L’ENTE PUBBLICO SI PRESUME RESPONSABILE IN CASO DI SISNISTRI STRADALI CAUSATI DALLA STRUTTURA E DAL DEGRADO DEL MANTO STRADALE.

La Corte di Cassazione (Cass. , Sez. 3 civile, sentenza n. 15761 del 29.07.2016), si è trovata nuovamente a statuire in tema di responsabilità del custode ex art. 2051 c.c..

In particolare, si trattava di stabilire se un ente pubblico fosse chiamato a rispondere, ex art. 2051 c.c., nel caso in cui un sinistro stradale fosse riconducibile ad un problema di manto stradale.

Innanzitutto, preme ricordare che l’art. 2051 c.c. prevede che: “Ciascuno è responsabile del danno cagionato dalle cose che ha in custodia, salvo che provi il caso fortuito”.

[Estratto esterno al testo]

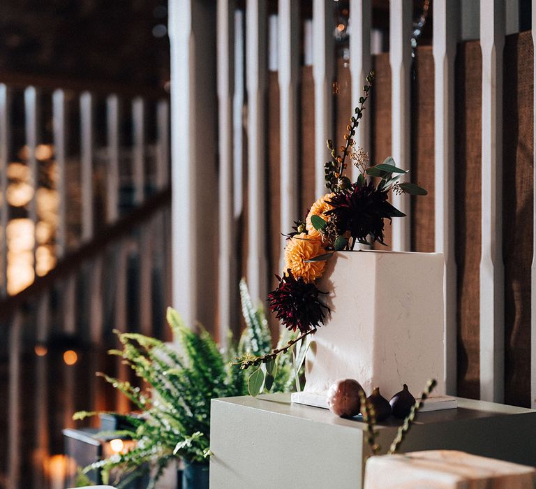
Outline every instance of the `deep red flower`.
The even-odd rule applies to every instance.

La Corte di Cassazione, nell’esaminare il caso, ha affermato preliminarmente, che la responsabilità prevista e disciplinata dall’art. 2051 c.c. postula la sussistenza di un rapporto di custodia della cosa e una relazione di fatto tra un soggetto e la cosa stessa, così da consentire al primo di esercitare un potere di controllo sulla stessa e di eliminare le situazioni di pericolo che siano insorte e di escludere anche il contatto che terzi soggetti possano avere con la cosa. In caso di danno, sarà onere del danneggiato di provare il nesso causale tra la cosa in custodia e il danno medesimo, ovvero più nello specifico dovrà dimostrare che l’evento dannoso si è prodotto come una conseguenza normale della condizione posseduta dalla cosa in custodia. Il custode, al contrario, dovrà fornire la prova contraria rispetto alla presunzione di colpevolezza a suo carico, dimostrando positivamente l’esistenza del caso fortuito, cioè di un fatto che era al di là della sua sfera di controllo e custodia. Tale case fortuito, in sostanza, dovrà avere avuto un carattere casuale autonomo e di per sé imprevedibile ed eccezionale.

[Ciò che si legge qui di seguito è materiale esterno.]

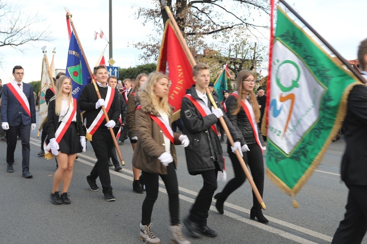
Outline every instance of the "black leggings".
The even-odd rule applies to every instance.
[[[261,149],[257,144],[247,145],[250,151],[243,153],[243,159],[250,167],[253,182],[262,197],[264,192],[264,161],[263,160]],[[234,178],[229,181],[226,185],[220,194],[220,198],[224,201],[245,182],[246,176],[236,155],[232,152],[230,145],[228,144],[228,154],[232,162],[234,171]],[[256,209],[260,209],[260,203],[252,191],[252,201],[253,206]]]
[[[167,174],[160,175],[150,174],[142,171],[144,181],[145,183],[146,196],[141,207],[141,224],[143,225],[151,223],[152,212],[154,203],[158,197],[159,183],[158,177],[161,176],[164,183],[167,193],[168,194],[169,213],[171,216],[171,225],[177,225],[180,224],[179,211],[179,185],[177,176],[176,174],[175,165],[173,162],[167,166]]]

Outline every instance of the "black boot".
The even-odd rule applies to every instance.
[[[139,183],[140,183],[140,185],[141,186],[141,189],[142,189],[143,191],[145,191],[145,183],[144,182],[144,177],[142,174],[141,174],[139,177]]]
[[[255,207],[252,206],[251,208],[251,210],[250,211],[250,218],[252,220],[255,220],[255,217],[257,219],[257,221],[260,223],[268,224],[269,221],[265,218],[262,214],[261,209],[255,209]]]
[[[217,202],[215,203],[215,207],[217,208],[217,210],[220,214],[223,214],[224,213],[223,205],[225,200],[221,197],[221,192],[219,192],[214,196],[214,199],[217,200]]]
[[[136,181],[134,180],[133,182],[133,190],[137,193],[142,194],[144,193],[138,180]]]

Per quanto attiene nello specifico la responsabilità degli enti pubblici in tema di sinistri stradali, gli Ermellini hanno ribadito una serie di principi generali; a) sussiste un obbligo generale, per la pubblica amministrazione, di adottare misure idonee ad evitare delle situazioni di pericolo; b) nel caso specifico di strade aperte al traffico, è configurabile una responsabilità ex art. 2051 c.c. dell’ente proprietario della stessa, quando sia accertato che il danno si è verificato a causa di un difetto, anomalia, della strada medesima, salvo che l’ente non riesca a dimostrare di non aver potuto far nulla per evitare il danno; c) l’ente pubblico, supera la presunzione di colpa, ex art. 2051 c.c., qualora dimostri che il danno si è verificato per una causa improvvisa, e non per un difetto di diligenza nella sorveglianza del manto stradale.

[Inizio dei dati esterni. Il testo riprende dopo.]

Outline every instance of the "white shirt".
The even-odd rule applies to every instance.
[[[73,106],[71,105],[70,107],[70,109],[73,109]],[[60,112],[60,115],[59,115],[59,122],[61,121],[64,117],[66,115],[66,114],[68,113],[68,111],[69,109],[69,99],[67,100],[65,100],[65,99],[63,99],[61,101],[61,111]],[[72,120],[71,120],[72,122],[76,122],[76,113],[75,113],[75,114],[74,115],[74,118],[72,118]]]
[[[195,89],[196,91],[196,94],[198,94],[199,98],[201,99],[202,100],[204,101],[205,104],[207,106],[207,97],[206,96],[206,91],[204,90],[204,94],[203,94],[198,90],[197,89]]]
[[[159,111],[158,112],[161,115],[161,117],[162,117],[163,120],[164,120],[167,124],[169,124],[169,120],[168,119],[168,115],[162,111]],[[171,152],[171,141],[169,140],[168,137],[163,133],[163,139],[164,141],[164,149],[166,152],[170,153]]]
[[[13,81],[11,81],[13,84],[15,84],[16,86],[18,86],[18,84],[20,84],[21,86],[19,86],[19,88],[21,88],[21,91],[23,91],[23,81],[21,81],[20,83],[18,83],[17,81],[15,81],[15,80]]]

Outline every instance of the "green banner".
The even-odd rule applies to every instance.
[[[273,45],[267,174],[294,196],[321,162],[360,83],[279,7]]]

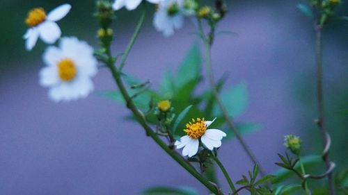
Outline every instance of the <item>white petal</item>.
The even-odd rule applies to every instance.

Rilevante, ai fini dell’esclusione della responsabilità del custode, è che sia intervenuto il fatto di un terzo che sia stato idoneo e sufficiente a determinare l’evento. Tale “fatto del terzo”, dovrà avere i seguenti requisiti: autonomia, eccezionalità, imprevedibilità e inevitabilità. In sostanza, il comportamento del terzo, che può essere lo stesso danneggiato, deve ritenersi eccezionale e perciò non corrispondente ad una sequenza causale “ordinaria”, ovvero una sequenza prevedibile.

Gli Ermellini, passando al caso ad essi sottoposto, hanno statuito che il fatto che una strada risulti molto “sconnessa, con buche e rappezzi”, non costituisce, di per sé, una causa che può escludere la responsabilità dell’ente pubblico. Il comportamento disattento dell’utente della strada, non può essere incluso nell’imprevedibile. Il principio generale e applicabile in tali situazioni, infatti, è quello per cui quanto meno la cosa e' pericolosa e quanto piu' la situazione di pericolo e' suscettibile di essere prevista, tanto piu' incidente deve ritenersi il comportamento della vittima.

L’ente proprietario della strada aperta al pubblico transito, si presume quindi responsabile, ai sensi dell’art. 2051 c.c., dei sinistri che siano riconducibili alla struttura e alla conformazione della strada e delle sue pertinenze. Potrà influire la condotta del danneggiato soltanto laddove questa assuma un efficacia causale esclusiva, ovvero soltanto laddove il comportamento dello stesso possa qualificarsi come “abnorme”.